Pour la première fois de sa carrière, le tennisman Novak Djokovic a évolué sous les yeux de son fils de quatre ans Stefan, présent au Stade Roland-Garros pour le duel qui opposait son père au Suisse Henri Laaksonen. Un match qui fut rempli d’émotions pour le Serbe.

Roland-Garros: journée sous le signe des émotions pour les favoris

PARIS — De la fierté de Novak Djokovic d’avoir gagné sous les yeux de son fils, au soulagement de Naomi Osaka après un long et rude combat : les têtes d’affiche de Roland-Garros ont vécu des sentiments différents jeudi, mais sont passées au 3e tour.

Numéro 1 mondiale, Osaka s’attendait à un match difficile contre Victoria Azarenka (43e) et elle a été servie. Il lui a fallu 2h50 et trois balles de match pour battre l’ex-N.1 au terme d’un bras de fer très tendu (4-6, 7-5, 6-3). La seule deuxième manche a duré 85 minutes!

«Elle jouait simplement très bien. J’attendais qu’elle fatigue un peu. Et je pense que c’est ce qui lui est arrivé à la fin du 2e set et au 3e», a commenté la Japonaise de 21 ans, qui cherche à remporter son troisième tournoi du Grand Chelem d’affilée après l’US Open 2018 et l’Open d’Australie 2019. Il faudra d’abord battre la Tchèque Katerina Siniakova (42e) pour une place en 8es de finale.

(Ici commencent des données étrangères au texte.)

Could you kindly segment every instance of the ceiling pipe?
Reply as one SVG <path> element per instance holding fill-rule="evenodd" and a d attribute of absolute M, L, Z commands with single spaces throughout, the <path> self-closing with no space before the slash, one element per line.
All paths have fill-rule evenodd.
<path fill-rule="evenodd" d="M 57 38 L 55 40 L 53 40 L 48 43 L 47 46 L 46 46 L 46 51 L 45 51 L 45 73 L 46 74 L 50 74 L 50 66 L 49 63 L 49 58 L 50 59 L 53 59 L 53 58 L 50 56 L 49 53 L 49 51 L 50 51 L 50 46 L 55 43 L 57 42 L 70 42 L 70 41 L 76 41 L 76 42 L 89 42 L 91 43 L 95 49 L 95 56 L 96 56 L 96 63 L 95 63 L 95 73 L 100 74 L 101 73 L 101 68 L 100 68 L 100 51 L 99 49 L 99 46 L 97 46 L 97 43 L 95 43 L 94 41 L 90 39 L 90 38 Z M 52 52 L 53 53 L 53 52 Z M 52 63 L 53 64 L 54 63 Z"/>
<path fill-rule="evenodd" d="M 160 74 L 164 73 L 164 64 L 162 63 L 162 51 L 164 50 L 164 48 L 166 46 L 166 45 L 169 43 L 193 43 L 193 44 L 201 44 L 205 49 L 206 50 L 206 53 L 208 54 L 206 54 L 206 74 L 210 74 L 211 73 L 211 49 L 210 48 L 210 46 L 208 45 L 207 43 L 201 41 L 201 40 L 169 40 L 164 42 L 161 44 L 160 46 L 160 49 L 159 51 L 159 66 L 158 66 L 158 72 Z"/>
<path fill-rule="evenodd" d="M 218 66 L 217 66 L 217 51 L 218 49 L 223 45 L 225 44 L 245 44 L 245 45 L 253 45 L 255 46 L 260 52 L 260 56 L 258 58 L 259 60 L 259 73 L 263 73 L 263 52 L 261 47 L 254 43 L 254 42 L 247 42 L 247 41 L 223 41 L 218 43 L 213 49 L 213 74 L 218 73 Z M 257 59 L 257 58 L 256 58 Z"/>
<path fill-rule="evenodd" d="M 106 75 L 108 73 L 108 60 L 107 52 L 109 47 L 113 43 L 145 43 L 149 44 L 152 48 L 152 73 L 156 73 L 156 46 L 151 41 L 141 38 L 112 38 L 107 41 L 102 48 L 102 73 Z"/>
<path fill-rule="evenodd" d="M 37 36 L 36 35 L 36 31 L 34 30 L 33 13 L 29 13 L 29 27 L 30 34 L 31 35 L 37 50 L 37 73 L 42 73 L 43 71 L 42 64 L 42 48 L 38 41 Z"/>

La tenante du titre Simona Halep s’en est elle aussi bien sortie face à la résistance de la Polonaise Magda Linette (87e), qu’elle a écartée 6-4, 5-7, 6-3 à sa 4e balle de match.

«Demain, je vais dormir toute la journée!», a lancé la Roumaine.

Sous les yeux de son fils

Malgré une victoire aussi facile que prévu, Djokovic a connu une des rares émotions qu’il n’avait encore jamais expérimentées sur un court de tennis : gagner sous les yeux de son fils Stefan, âgé de quatre ans.

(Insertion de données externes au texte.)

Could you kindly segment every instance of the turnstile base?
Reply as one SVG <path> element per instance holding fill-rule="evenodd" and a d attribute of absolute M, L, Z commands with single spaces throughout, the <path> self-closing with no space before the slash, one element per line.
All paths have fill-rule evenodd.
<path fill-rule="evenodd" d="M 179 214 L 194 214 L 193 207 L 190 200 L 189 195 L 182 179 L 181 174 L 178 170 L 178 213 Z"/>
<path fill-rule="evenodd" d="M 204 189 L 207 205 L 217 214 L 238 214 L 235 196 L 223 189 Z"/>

Evacuée la petite déclaration sur les «très bonnes sensations» ressenties pour battre le Suisse Henri Laaksonen (104e) 6-1, 6-4, 6-3, le N.1 mondial a tenu à revenir sur la réelle raison de sa grande joie.

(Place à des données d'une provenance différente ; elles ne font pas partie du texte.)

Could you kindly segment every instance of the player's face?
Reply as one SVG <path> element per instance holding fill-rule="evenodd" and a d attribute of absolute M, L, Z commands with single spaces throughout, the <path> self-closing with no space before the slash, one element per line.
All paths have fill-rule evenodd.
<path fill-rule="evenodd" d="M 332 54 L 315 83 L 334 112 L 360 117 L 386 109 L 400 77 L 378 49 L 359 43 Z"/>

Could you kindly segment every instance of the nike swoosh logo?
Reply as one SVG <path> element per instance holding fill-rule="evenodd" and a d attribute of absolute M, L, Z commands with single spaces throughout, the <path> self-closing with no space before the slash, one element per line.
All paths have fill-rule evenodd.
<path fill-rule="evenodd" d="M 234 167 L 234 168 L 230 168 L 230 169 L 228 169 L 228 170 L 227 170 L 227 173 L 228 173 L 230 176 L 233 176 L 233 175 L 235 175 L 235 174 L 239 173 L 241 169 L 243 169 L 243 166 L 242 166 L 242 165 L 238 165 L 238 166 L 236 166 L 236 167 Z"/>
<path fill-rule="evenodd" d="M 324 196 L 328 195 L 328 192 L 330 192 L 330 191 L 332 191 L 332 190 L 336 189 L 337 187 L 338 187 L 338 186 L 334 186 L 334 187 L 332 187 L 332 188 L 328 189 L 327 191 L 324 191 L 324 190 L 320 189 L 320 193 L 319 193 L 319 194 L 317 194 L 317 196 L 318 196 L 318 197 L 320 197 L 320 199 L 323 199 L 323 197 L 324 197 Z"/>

«C’est un jour très spécial pour moi, car c’est la première fois que mon fils est là sur le court pour me voir jouer!», a déclaré l’homme aux 15 titres du Grand Chelem, dont les derniers Wimbledon, US Open et Open d’Australie. Il espère réaliser sur la terre battue parisienne un deuxième «Novak Slam» (l’enchaînement des titres dans les quatre tournois du Grand Chelem à cheval sur deux années). 

Zverer rassuré

Alexander Zverev (5e) a retrouvé de la sérénité pour battre aisément le Suédois Mikael Ymer, 148e mondial, issu des qualifications, 6-1, 6-3, 7-6 (7/3).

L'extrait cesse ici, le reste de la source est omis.